BetterCall 24.7% | ##########..............................| Rank | Model | Completed cases | Raw model | BetterCall | Lift | Request errors |
| ---: | --- | ---: | ---: | ---: | ---: | ---: |
| 1 | granite4.1:3b | 3,625 | 73.4% | 83.8% | +10.4pp | 25 |
| 2 | qwen2.5:7b-instruct | 3,625 | 72.2% | 78.2% | +5.9pp | 80 |
| 3 | qwen3:0.6b | 3,625 | 55.5% | 63.6% | +8.2pp | 217 |
| 4 | qwen3.5:0.8b | 3,625 | 54.6% | 56.9% | +2.3pp | 901 |
| 5 | qwen3.5:2b | 3,625 | 53.9% | 54.9% | +1.0pp | 1,308 |
| 6 | lfm2.5-thinking:latest | 3,625 | 50.8% | 54.8% | +4.0pp | 1,142 |
| 7 | qwen3.5:4b | 3,625 | 43.6% | 43.4% | -0.2pp | 1,847 |
| 8 | gemma4:e2b | 3,625 | 24.3% | 24.7% | +0.4pp | 2,641 |
Latest completed model category detail: qwen3.5:4b.
| Category | Cases | Raw | BetterCall repair | Lift | Request errors |
| --- | ---: | ---: | ---: | ---: | ---: |
| simple_python | 400 | 81.3% | 81.3% | +0.0pp | 54 |
| simple_java | 100 | 56.0% | 56.0% | +0.0pp | 32 |
| simple_javascript | 50 | 48.0% | 48.0% | +0.0pp | 18 |
| multiple | 200 | 83.5% | 83.5% | +0.0pp | 20 |
| parallel | 200 | 70.0% | 70.0% | +0.0pp | 45 |
| parallel_multiple | 200 | 47.0% | 47.0% | +0.0pp | 96 |
| irrelevance | 240 | 68.8% | 68.8% | +0.0pp | 75 |
| live_simple | 258 | 66.7% | 66.3% | -0.4pp | 45 |
| live_multiple | 1,053 | 41.6% | 41.0% | -0.6pp | 538 |
| live_parallel | 16 | 0.0% | 0.0% | +0.0pp | 16 |
| live_parallel_multiple | 24 | 0.0% | 0.0% | +0.0pp | 24 |
| live_irrelevance | 884 | 0.0% | 0.0% | +0.0pp | 884 |
This qwen3.5:4b run hit sustained remote request failures in the live categories; those failures are counted as incorrect by the benchmark.
Historical targeted wrapper benchmark:
| Model | Raw | BetterCall repair | Accuracy lift |
| --- | ---: | ---: | ---: |
| gemma4:e2b | 81.3% | 91.3% | +10.0pp |
| qwen3.5:2b | 75.3% | 84.0% | +8.7pp |
| qwen3.5:9b | 84.0% | 90.0% | +6.0pp |
| qwen3.5:4b | 82.0% | 87.3% | +5.3pp |
| granite4.1:3b | 66.0% | 69.3% | +3.3pp |
Strongest result: BFCL irrelevance, where the model should not call any tool.

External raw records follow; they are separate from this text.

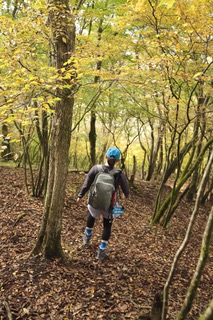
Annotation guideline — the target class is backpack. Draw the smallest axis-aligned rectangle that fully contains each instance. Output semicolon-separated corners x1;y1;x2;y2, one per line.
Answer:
88;165;121;212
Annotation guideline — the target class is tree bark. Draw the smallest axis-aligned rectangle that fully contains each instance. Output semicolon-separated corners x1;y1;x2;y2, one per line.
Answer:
177;204;213;320
161;151;213;320
32;0;75;259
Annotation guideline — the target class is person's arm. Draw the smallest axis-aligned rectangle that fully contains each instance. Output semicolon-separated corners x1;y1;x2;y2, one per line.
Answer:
76;165;98;204
119;172;129;198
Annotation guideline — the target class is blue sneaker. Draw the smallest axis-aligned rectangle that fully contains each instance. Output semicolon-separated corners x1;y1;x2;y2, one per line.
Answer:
96;248;108;260
83;233;92;245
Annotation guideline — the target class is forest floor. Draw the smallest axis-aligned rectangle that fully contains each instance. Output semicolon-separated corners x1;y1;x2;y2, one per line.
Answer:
0;167;213;320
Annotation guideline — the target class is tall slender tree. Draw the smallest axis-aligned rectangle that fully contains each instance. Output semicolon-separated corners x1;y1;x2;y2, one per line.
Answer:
32;0;75;258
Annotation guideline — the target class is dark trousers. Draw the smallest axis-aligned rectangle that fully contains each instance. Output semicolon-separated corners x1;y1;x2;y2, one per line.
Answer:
87;213;112;241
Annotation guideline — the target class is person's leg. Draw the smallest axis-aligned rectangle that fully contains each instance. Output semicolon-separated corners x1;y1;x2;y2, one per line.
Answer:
83;212;95;244
97;218;112;260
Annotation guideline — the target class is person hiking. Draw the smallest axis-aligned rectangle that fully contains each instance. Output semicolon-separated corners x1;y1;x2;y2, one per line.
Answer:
77;147;129;260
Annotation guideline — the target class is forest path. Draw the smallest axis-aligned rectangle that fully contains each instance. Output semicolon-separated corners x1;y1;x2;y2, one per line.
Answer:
0;167;213;320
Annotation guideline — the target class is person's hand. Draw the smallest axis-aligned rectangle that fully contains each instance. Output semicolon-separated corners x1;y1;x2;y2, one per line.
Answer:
76;198;83;206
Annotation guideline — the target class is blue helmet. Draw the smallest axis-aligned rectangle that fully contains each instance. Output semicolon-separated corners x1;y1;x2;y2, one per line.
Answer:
106;147;121;160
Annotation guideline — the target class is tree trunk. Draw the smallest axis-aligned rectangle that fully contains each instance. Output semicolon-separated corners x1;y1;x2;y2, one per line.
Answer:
89;19;103;166
32;0;75;259
161;151;213;320
177;204;213;320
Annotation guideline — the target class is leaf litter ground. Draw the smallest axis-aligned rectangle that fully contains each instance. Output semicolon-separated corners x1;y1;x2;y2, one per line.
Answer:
0;167;213;320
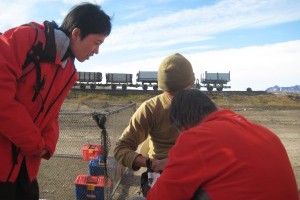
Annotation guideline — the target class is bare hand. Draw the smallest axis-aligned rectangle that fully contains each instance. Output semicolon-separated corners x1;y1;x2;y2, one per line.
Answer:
151;158;168;173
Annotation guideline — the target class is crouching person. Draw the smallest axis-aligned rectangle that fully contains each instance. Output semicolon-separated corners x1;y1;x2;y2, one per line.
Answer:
147;90;298;200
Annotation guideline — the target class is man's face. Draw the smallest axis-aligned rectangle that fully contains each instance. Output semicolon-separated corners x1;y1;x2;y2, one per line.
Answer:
70;28;106;62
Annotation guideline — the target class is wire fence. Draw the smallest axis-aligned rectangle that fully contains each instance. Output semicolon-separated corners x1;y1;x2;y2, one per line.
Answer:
38;103;136;200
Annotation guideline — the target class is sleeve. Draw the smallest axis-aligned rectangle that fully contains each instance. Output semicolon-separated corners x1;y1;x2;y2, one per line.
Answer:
42;115;59;160
114;102;152;170
0;26;45;155
147;133;205;200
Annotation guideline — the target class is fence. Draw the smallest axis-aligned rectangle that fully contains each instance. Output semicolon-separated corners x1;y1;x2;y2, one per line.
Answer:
38;104;136;200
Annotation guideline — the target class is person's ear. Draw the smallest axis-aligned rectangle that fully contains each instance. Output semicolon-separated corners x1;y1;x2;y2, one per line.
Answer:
71;28;80;40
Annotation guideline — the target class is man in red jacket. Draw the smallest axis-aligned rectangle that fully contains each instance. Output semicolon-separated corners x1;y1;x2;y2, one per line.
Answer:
147;90;298;200
0;3;111;200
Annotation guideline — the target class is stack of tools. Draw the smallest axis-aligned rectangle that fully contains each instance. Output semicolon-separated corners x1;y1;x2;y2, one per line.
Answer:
75;115;112;200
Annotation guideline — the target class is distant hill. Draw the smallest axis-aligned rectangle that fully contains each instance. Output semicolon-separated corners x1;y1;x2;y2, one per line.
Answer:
266;85;300;92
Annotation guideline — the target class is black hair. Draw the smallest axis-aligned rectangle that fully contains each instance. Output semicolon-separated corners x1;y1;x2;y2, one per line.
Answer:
60;3;111;39
169;89;217;130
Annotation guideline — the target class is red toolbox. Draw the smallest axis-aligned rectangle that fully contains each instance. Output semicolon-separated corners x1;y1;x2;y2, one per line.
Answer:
82;144;103;161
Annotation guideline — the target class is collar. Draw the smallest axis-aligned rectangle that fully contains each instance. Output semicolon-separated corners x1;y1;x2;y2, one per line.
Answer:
54;29;70;68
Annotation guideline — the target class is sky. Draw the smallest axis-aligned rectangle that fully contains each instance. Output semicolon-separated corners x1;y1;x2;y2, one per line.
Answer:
0;0;300;91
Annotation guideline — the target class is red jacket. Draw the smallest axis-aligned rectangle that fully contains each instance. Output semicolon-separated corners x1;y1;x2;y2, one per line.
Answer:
0;24;78;182
147;110;298;200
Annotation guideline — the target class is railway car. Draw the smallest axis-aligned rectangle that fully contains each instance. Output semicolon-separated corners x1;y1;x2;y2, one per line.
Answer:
136;71;158;91
105;73;133;90
76;72;102;90
198;71;231;92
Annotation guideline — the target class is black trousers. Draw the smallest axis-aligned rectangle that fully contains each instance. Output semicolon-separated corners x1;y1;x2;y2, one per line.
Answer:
0;159;39;200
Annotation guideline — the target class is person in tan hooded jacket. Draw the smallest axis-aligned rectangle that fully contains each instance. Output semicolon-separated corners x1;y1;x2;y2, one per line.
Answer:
114;53;195;172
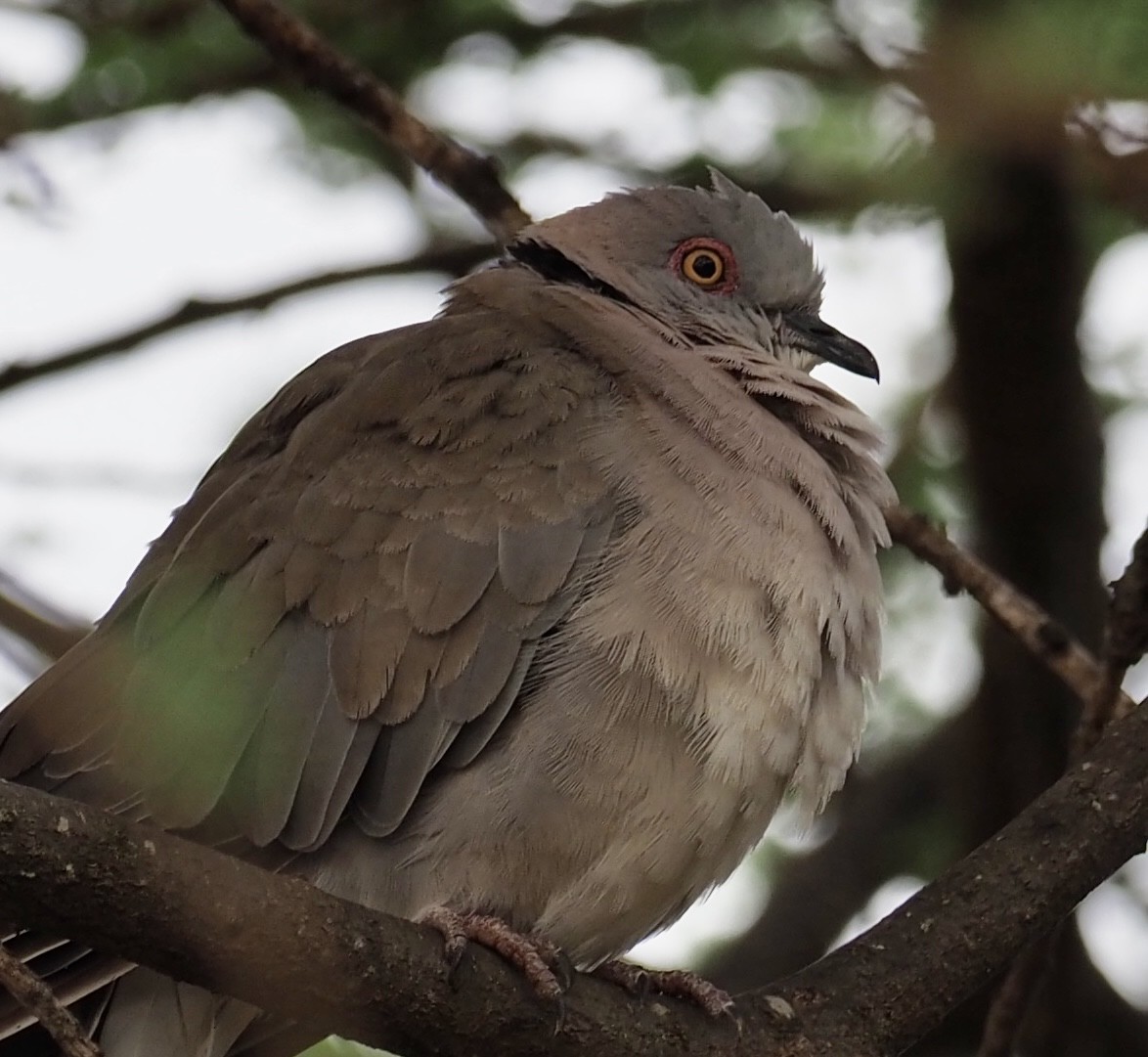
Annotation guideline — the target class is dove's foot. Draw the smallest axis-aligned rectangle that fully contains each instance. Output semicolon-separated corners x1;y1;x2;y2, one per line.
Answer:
419;906;573;1005
594;958;733;1018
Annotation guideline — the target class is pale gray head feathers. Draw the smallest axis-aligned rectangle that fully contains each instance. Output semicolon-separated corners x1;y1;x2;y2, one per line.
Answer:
508;170;877;377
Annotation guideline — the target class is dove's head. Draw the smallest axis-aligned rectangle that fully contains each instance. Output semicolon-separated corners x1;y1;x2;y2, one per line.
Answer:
508;165;878;378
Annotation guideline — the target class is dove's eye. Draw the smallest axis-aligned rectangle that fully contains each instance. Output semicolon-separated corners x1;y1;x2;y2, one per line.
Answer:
669;239;737;292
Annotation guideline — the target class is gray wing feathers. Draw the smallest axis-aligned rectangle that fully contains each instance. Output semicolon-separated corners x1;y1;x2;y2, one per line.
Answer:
0;318;611;854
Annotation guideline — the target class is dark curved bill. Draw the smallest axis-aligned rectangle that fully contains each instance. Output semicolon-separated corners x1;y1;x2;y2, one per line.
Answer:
781;312;880;381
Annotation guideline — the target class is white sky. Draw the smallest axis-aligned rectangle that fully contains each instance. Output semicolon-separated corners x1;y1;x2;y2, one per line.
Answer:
0;5;1148;999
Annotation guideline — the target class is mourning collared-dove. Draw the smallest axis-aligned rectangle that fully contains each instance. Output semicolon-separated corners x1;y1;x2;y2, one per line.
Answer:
0;174;892;1057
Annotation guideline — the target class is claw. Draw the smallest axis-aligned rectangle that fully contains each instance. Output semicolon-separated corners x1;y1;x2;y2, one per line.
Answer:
419;906;570;1005
594;958;733;1019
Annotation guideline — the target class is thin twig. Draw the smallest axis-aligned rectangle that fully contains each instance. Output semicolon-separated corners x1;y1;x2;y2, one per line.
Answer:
0;945;104;1057
885;506;1133;708
209;0;530;241
0;591;92;660
977;518;1148;1057
0;243;491;392
1074;528;1148;738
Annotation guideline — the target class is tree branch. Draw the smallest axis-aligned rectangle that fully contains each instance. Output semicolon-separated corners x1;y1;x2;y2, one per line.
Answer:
885;506;1133;708
211;0;530;241
0;590;92;660
0;946;102;1057
977;518;1148;1057
0;670;1148;1057
0;243;491;392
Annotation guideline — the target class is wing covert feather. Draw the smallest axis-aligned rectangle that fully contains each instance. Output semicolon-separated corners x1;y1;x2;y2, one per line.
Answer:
0;311;612;854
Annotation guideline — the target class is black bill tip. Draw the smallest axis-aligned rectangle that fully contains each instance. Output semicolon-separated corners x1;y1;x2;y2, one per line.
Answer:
783;312;880;381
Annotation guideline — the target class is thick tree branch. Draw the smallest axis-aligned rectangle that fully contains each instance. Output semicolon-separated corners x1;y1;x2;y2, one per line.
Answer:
0;675;1148;1057
0;244;491;392
212;0;529;241
978;518;1148;1057
885;506;1133;709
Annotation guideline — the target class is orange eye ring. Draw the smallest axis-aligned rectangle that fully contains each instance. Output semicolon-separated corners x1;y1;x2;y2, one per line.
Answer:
682;246;726;286
669;239;737;293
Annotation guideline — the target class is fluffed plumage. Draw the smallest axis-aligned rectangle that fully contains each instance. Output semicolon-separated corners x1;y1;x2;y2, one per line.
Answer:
0;176;892;1057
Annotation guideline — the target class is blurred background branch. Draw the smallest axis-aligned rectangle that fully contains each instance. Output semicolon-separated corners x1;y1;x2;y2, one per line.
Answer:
0;0;1148;1057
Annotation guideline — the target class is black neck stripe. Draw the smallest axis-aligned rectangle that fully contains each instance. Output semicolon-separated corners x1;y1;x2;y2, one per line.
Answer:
507;240;634;305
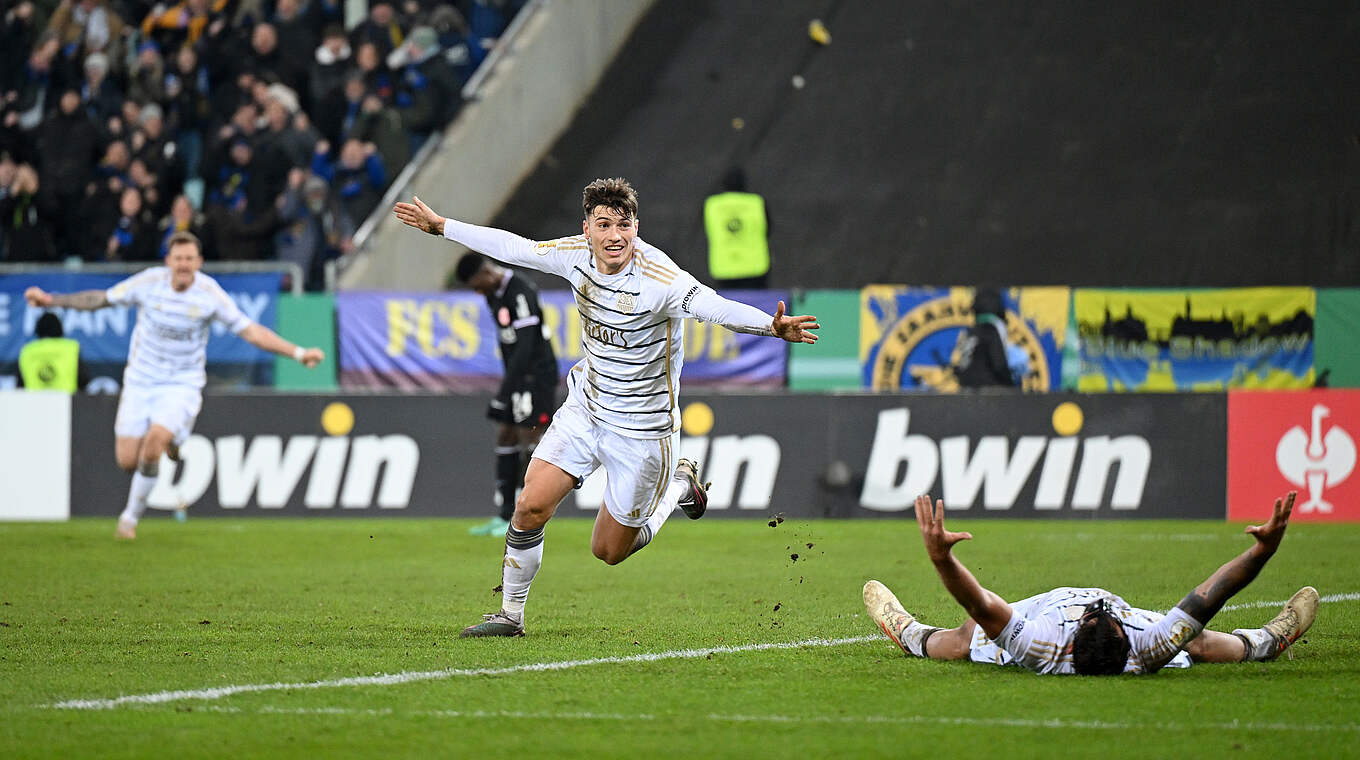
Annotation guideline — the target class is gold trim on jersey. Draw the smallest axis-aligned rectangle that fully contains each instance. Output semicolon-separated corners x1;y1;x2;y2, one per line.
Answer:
647;435;670;517
666;319;676;428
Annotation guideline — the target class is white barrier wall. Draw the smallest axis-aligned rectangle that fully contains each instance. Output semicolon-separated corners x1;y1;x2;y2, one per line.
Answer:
0;390;70;521
340;0;654;291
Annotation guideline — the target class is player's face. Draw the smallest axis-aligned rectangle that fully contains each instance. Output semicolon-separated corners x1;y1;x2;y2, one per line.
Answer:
166;243;203;291
468;266;500;295
583;205;638;275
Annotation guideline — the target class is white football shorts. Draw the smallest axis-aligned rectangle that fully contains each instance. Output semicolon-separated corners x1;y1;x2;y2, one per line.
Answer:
113;385;203;446
533;396;680;528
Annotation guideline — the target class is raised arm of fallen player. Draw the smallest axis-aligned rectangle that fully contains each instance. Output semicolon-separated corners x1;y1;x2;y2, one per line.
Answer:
917;494;1012;639
1176;491;1297;625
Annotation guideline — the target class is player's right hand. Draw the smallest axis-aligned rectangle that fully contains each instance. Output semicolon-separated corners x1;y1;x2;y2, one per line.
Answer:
23;286;52;309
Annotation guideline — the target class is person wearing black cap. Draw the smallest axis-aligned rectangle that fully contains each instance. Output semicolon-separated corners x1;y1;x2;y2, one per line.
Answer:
19;311;90;393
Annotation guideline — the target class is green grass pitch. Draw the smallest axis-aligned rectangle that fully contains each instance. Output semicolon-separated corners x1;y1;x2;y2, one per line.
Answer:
0;514;1360;759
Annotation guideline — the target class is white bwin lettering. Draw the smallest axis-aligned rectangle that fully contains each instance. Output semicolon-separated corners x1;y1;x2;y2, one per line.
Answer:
860;409;1152;511
148;435;420;510
575;435;781;510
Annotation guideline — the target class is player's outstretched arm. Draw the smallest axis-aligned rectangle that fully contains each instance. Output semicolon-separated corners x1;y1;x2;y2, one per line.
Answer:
675;288;821;343
392;196;445;235
241;324;326;370
917;494;1010;639
1176;491;1297;625
23;286;109;311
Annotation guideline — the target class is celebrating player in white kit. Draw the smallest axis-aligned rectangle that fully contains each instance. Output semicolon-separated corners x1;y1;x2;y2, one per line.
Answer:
394;178;819;636
23;232;325;538
864;491;1318;676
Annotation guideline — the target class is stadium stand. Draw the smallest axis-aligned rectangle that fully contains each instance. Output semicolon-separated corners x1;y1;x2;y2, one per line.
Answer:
0;0;524;290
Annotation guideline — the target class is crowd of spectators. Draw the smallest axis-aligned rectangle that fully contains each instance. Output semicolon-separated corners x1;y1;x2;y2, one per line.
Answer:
0;0;524;290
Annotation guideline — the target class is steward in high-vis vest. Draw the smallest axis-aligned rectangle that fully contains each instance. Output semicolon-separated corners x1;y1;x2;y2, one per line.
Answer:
703;169;770;287
19;311;83;393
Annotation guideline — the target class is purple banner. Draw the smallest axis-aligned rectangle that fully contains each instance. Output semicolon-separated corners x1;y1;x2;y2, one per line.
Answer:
336;291;789;392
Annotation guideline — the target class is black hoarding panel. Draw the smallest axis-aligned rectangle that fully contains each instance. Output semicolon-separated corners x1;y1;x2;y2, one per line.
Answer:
71;394;1227;519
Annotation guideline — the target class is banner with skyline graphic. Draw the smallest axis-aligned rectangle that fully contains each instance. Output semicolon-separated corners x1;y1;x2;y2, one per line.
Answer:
1072;287;1316;392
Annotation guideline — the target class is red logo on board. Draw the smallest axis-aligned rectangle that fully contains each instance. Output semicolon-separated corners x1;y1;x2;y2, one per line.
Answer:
1228;390;1360;522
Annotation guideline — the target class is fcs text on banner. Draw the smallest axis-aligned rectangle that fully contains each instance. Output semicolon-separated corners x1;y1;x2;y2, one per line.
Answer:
1073;288;1316;392
336;291;789;390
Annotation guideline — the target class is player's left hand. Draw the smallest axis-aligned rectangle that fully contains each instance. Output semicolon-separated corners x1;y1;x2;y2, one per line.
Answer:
298;348;326;370
392;196;443;235
917;494;972;562
770;300;821;343
1247;491;1299;553
23;286;52;309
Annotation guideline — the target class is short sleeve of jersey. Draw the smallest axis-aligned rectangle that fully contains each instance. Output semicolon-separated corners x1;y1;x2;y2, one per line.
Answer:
105;269;159;306
666;269;713;319
199;275;252;334
993;608;1065;673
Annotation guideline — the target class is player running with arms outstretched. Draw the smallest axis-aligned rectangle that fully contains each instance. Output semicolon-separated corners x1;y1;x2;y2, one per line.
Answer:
864;491;1318;676
394;178;819;636
23;232;325;540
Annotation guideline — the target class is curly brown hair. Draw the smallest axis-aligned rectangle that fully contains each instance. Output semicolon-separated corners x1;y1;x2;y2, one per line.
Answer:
581;177;638;219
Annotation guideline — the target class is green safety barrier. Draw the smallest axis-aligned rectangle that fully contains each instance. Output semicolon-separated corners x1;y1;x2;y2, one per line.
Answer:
1312;288;1360;387
273;294;339;390
789;290;862;390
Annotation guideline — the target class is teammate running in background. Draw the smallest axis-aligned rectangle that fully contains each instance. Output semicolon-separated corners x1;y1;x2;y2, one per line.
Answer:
393;178;817;636
23;232;325;540
454;250;558;537
864;491;1318;676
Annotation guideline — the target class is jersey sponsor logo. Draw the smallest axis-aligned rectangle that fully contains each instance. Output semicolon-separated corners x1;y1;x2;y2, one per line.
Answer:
680;286;699;313
148;402;420;510
581;322;628;348
860;401;1152;511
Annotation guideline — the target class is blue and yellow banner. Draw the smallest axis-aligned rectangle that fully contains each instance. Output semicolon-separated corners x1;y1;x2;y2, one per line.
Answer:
1073;288;1316;392
860;286;1072;392
336;291;789;392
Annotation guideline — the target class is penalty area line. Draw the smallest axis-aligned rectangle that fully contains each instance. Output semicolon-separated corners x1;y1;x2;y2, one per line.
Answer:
44;635;883;710
39;591;1360;710
140;704;1360;733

| Model | Raw irrelevance | BetterCall repair |
| --- | ---: | ---: |
| qwen3.5:2b | 74% | 100% |
| qwen3.5:4b | 84% | 100% |
| qwen3.5:9b | 84% | 100% |
| granite4.1:3b | 92% | 100% |
| gemma4:e2b | 70% | 100% |
Why It Exists
Small models are useful because they are cheap and fast. They also make tool mistakes:
- call a tool that does not exist
- fill the wrong parameter names
- pass the wrong types
- call tools when no tool is relevant
- produce a call that looks valid but is unsafe to execute
BetterCall reduces those failures before they reach production tools.